Senate leaders announced Baker’s death Thursday afternoon on the Senate floor.

First elected to the Senate in 1966, Baker emerged as one of the most central figures in Republican Party politics after a remarkably fast rise.

By the end of his first term in the Senate, President Richard Nixon courted Baker for a seat on the Supreme Court. But when Baker took too long to decide whether he wanted it, Nixon offered the position to William Rehnquist instead.

Rehnquist later became chief justice of the United States.
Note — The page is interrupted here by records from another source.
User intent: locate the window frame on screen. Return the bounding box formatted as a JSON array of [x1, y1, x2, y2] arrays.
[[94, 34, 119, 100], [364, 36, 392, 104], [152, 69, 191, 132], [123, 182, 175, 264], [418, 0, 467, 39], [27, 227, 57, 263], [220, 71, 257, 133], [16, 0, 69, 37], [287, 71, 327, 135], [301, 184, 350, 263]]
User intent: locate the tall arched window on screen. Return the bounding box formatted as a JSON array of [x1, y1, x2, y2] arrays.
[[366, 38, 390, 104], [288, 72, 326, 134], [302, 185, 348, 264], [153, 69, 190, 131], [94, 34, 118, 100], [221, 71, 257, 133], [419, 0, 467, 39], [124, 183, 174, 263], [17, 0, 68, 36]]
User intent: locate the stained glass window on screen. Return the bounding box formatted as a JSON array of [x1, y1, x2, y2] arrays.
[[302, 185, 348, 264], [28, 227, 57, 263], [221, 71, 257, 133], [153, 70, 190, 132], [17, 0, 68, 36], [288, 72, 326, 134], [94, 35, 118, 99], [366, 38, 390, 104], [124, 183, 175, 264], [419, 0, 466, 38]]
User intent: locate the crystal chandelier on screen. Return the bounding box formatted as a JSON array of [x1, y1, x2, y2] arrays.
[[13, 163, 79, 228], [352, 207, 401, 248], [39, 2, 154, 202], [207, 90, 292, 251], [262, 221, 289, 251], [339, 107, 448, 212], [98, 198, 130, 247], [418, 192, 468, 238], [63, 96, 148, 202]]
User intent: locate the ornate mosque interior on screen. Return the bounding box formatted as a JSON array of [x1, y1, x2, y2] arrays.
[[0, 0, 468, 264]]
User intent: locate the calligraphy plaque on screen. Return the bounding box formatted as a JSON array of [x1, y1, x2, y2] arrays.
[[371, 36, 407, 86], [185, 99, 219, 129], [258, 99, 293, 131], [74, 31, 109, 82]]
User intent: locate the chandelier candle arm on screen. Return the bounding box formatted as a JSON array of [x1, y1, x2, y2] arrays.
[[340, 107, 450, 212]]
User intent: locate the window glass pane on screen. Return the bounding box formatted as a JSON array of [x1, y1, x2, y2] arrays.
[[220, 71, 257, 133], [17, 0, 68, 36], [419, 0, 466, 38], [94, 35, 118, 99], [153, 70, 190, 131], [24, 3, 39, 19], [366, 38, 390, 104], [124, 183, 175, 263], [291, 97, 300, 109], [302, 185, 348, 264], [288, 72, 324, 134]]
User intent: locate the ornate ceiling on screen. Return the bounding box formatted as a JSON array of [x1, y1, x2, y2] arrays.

In 1973, Baker gained national prominence – and found himself working against his former ally – when he served as the vice chairman of the Senate Watergate Committee. During the panel’s proceedings, Baker famously asked: “What did the president know, and when did he know it?”

Political insiders considered the Tennessee Republican to be a frontrunner to become President Gerald Ford’s running mate in 1976. But Ford ultimately offered the vice presidential candidacy to Sen. Bob Dole, R-Kan., instead. The decision surprised many political observers.

A year later, Baker became the Senate minority leader. As the chief negotiator on behalf of the Senate Republicans, he played a key role in the passage of the Panama Canal Treaty, which gradually transferred control of the canal to Panama.

After vice presidential speculation during the 1976 election, Baker ran in the 1980 Republican presidential primary. However, he ultimately dropped out due to poor performances in the early primary states.

But with Ronald Reagan’s rise to the White House that year, Baker became the Senate majority leader after Republicans made historic gains in Congress, scoring control of the chamber in 1980.

Baker decided not to run for reelection in 1984 to return to practicing law in Tennessee. President Reagan awarded Baker the Presidential Medal of Freedom to mark his 18 years of accomplishments in the Senate. The medal is the nation’s highest civilian honor.

Three years later, Reagan tapped Baker to become his chief of staff in the waning time of his second term. Many viewed the move as an attempt to mend relations with the Senate, which returned to Democratic control in 1986.

In 2001, President George W. Bush appointed Baker as the U.S. ambassador to Japan. After completing his term in 2005, Baker returned to Baker, Donelson, Bearman, Caldwell & Berkowitz, the law firm his grandfather founded. Baker served as senior counsel after formerly practicing there with his father early in his career.

Baker also co-founded the Bipartisan Policy Center in 2007 with Dole and former Senate Majority Leaders Tom Daschle, D-S.D., and George Mitchell, D-Maine.

Baker first entered politics in 1950 by managing his father’s successful campaign for the House of Representatives. Working on Capitol Hill also led him to his first wife, Joy Dirksen, who was the daughter of the legendary Senate Minority Leader Everett Dirksen, R-Ill.

After 42 years of marriage, Baker lost Joy Dirksen to cancer in 1993. Baker later remarried in 1996 to Sen. Nancy Kassebaum, R-Kan.